一緒に暮らさずとも支え合える家族の関係
すべての画像を見る(全4枚)有名な女優さんが介護のために一線を退いていたという話が本当に過酷な時間であったと同情されたり、介護を見据えて二世帯住宅に住むという話が美談として語られたりすることがあります。家族を見捨てない、最後まで家で面倒を見る、というのは本当に頭の下がる決断です。
でも同時にその決断によって、子どもが自立したあとの、まだ老いているとは言えない自分の元気な50代からの日々を捧げてもいいのか? という問いが、フランス人を見ていると頭によぎります。
フランス人は子どもに頼るというチョイスがもともとなく、18歳で家を出て行った子どもは自分の足で歩んでいく。お互い尊重して大人の距離感を保っています。

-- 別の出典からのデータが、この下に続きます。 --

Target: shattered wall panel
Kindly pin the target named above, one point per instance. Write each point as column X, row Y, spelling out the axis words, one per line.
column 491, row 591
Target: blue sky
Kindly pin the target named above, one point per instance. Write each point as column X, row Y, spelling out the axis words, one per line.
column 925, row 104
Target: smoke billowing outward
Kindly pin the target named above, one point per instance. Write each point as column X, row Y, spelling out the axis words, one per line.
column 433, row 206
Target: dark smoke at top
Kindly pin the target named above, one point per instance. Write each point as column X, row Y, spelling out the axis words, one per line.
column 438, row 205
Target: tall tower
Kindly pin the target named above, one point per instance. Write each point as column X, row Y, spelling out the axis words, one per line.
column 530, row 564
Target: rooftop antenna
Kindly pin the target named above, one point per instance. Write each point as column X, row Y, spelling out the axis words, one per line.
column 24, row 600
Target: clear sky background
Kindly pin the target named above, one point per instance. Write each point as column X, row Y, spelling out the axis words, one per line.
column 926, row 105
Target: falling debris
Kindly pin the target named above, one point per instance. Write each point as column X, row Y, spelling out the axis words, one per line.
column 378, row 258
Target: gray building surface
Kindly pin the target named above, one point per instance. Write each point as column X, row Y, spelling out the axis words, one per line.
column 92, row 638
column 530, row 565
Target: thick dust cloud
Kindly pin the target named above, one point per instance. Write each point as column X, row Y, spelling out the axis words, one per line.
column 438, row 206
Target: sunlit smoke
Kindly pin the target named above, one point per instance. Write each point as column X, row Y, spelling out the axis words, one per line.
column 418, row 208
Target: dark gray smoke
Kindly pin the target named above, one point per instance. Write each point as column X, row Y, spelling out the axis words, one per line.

もちろんしょっちゅう「どうしてる?」「元気?」と連絡を取り合い、長い休みには会いに行きます。一緒に暮らしていなくても気にかけている、それが家族なのでしょう。
「こうでなければ」を取り払って自分の人生を考える
「老後は子どもが親の面倒を見るもの、子どもに面倒を見てもらうもの」というのが固定観念になっているとしたら、そうでない社会もあると知ることで気持ちがラクになるかもしれません。
「自分が幸せになるためには人の幸せを尊重する」という考え方もあると、フランスを見ていると思います。